Arbeitgeber und Betriebsrat einer Münchener Verkehrsgesellschaft befanden sich im Streit darüber, ob die Verlängerung eines Arbeitsverhältnisses über die tarifliche Altersgrenze hinaus der Zustimmung des Betriebsrates bedurfte. Der beim Arbeitgeber anzuwendende Tarifvertrag regelte, dass ein Arbeitsverhältnis mit Ablauf des Monats endete, in dem der/die Arbeitnehmer-/in das gesetzlich festgelegte Alter zum Erreichen der Regelaltersgrenze vollendet hat, ohne dass es einer Kündigung bedarf. Sofern der Arbeitgeber und der Arbeitnehmer den (tarif-)vertraglich fixierten Beendigungszeitpunkt über die Regelaltersgrenze hinausschieben möchten, bietet § 41 S. 3 SGB VI unter den dort geregelten Voraussetzungen die Möglichkeit hierzu. Im zu entscheidenden Fall teilte der Arbeitgeber dem Betriebsrat mit, dass das Arbeitsverhältnis eines bestimmten Mitarbeiters, das aufgrund der tarifvertraglichen Regelung wegen Erreichens der gesetzlichen Regelaltersgrenze mit Ablauf des 31. Mai 2019 geendet hätte, auf Wunsch des Arbeitnehmers nach § 41 S. 3 SGB VI um ein weiteres Jahr fortgesetzt werde. Eine Zustimmung des Betriebsrates zu der Fortsetzung des Arbeitsverhältnisses holte der Arbeitgeber nicht ein. Er begründete dies damit, dass eine Zustimmung des Betriebsrates gem. § 99 Abs. 1 S. 1 BetrVG (mitbestimmungspflichtige Einstellung) in solchen Fällen nicht erforderlich sei. Dieses Recht sei bereits durch die Zustimmung zur ursprünglichen Einstellung verbraucht.
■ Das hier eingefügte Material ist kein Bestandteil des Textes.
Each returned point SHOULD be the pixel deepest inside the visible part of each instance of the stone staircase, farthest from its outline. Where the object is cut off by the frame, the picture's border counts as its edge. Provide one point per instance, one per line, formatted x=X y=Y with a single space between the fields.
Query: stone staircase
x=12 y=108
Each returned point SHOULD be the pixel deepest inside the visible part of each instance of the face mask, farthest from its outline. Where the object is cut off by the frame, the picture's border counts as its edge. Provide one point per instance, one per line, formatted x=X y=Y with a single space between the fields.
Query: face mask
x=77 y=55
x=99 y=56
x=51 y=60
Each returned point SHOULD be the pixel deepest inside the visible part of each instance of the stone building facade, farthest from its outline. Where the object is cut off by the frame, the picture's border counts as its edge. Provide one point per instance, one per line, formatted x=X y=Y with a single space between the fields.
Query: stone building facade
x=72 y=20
Das BAG entschied, dass die Weiterbeschäftigung eines Arbeitnehmers über ein auf das Arbeitsverhältnis anwendbare tarifliche Altersgrenze hinaus eine nach § 99 Abs. 1 S. 1 BetrVG mitbestimmungspflichtige Einstellung sei. Eine solche komme nicht nur bei der erstmaligen Aufnahme eines Mitarbeiters in den Betrieb in Betracht. Die Interessen der bereits dort beschäftigten Arbeitnehmer seien auch berührt, wenn ein Beschäftigter über den zunächst vorgesehenen Zeitpunkt hinaus in „Lohn und Brot“ bleibe. Mit der Weiterbeschäftigung, so das BAG, nimmt der Arbeitgeber -nicht anders als bei einer Neueinstellung- eine Besetzung des aufgrund der Befristung des Arbeitsverhältnisses frei werdenden Arbeitsplatzes vor. Dies könne Zustimmungsverweigerungsgründe auslösen, die bei der Ersteinstellung nicht voraussehbar waren. Bei jeder befristeten Einstellung reiche die Beteiligung des Betriebsrates daher grundsätzlich nur bis zu der vorgesehenen Beendigung des Arbeitsverhältnisses.

Vor Abschluss einer Hinausschiebensvereinbarung im Sinne von § 41 S. 3 SGB VI ist der Betriebsrat daher gem. § 99 Abs. 1 BetrVG anzuhören. Eine solche Vereinbarung ist folglich mitbestimmungspflichtig. Führt der Arbeitgeber eine entsprechende personelle Maßnahme ohne Zustimmung des Betriebsrates durch, kann der Betriebsrat beim Arbeitsgericht beantragen, dem Arbeitgeber aufzugeben, die personelle Maßnahme aufzuheben.